3 thoughts on “Rural health providers alarmed by regulatory changes #ahcj14

  1. Robert C. Bowman, M.D.

    I did a comparison of rural Oklahoma Medicare office visits compared to suburban Arizona.

    Findings

    Pay is more where more physicians are found
    Pay is less where physicians are needed as set in place by the payment design.

    Rural areas have more Medicare, Medicaid, low pay, no pay
    Rural areas have fewer new patient visits – so the result is less revenue due to more repeat visits
    Rural areas have more patients who are older or sicker with higher complexity of patient care billed. This results in relatively less revenue if patients are not steered to more and usual length visits. It is better to see more patients for shorter time periods to generate reasonable revenue but this may not even keep the doors open as the pay is less in states in need of physicians and in areas with lesser pay – by design
    Reductions of pay for NP and PA also limit this non-physician workforce.

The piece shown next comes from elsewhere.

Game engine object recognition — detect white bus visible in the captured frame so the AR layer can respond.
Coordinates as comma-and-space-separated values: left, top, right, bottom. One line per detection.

    Suburban areas have more insurance, higher, and highest pay patients for more revenue
    Suburban areas have more new patient visits so higher revenue

    Usual office visit 99213
    Rural OK Billed $86 Paid $38
    Suburb AZ Billed $95 Paid $50 or 32% more for the same service
    NYC Billed $215 Paid $44 to $59 (two different payments)

    More extensive office visit 99214
    Rural OK Billed $124 Paid $62
    Suburb AZ Billed $156 Paid $78 or 26% more for the same service

    If the rural doc bills a 99215 for the most extensive office visit, only $7 more for higher complexity. Much better to have shorter visits and more visits – high patient complexity can kill a practice by design

    The rural location has predominantly Medicare, Medicaid, low pay, and no pay patients. The patients are established patients so there are fewer with higher paid new patient visits (or the doctor’s office fails to understand that they can bill more and get paid more).

    The suburban location has a mix of patients and insurance in suburban AZ with other plans paying higher compared to lower Medicare and lowest Medicaid pay.

    A Medicare listing of over $80,000 for a family doc in a zip code short of physicians (40,000 zips) may represent significant revenue from Medicare, Medicaid, low pay, and no pay.

    Docs paid less from Medicare in family medicine are likely to do much better in revenue and in income.

    Practices where fees paid are lower to lowest tend to be thin margin and on the edge of failure.

    Failure of health access is by design – as indicated in the evidence decade after decade for over 30 years.

    The Reagan administration ignored a call by the Oklahoma Legislature for One Zone Medicare or the same payment for the same service provided – in 1985. I was the rural family doctor who worked with the state medical association and the legislature to get this resolution passed – and administrations since this time have ignored the inequity by design.

  2. Bryan Thompson

    Very interesting, Dr. Bowman. I’m curious why your comparison is between rural Oklahoma and urban Phoenix, rather than rural vs. urban Oklahoma, or rural vs. urban Arizona? I was the moderator for this panel discussion, by the way.

  3. Robert C. Bowman, M.D.

    Started practice in Nowata OK and am now in suburban Phoenix so the initial comparisons were convenience based on past experience.

    Best separations are seen in coding by number of hospitals in a county with a clear linear difference – most pay for counties with 10 or more, least pay for those without a hospital.

    Currently working to geocode the Medicare data using zip code. After working to get a good 5 digit zip, I found errors. So I had to clean the database as the zip codes were off on some – makes me hope that they get paid electronically.

    About to look at NP and PA as initial pay looks significantly lower – not a surprise regarding less than expected utilization. Ortiz noted Rural Health Clinics did not demonstrate cost savings with NP.

    Then there is the whole county shortage designation situation – still crazy after all these years and 3 failed attempts at reforms.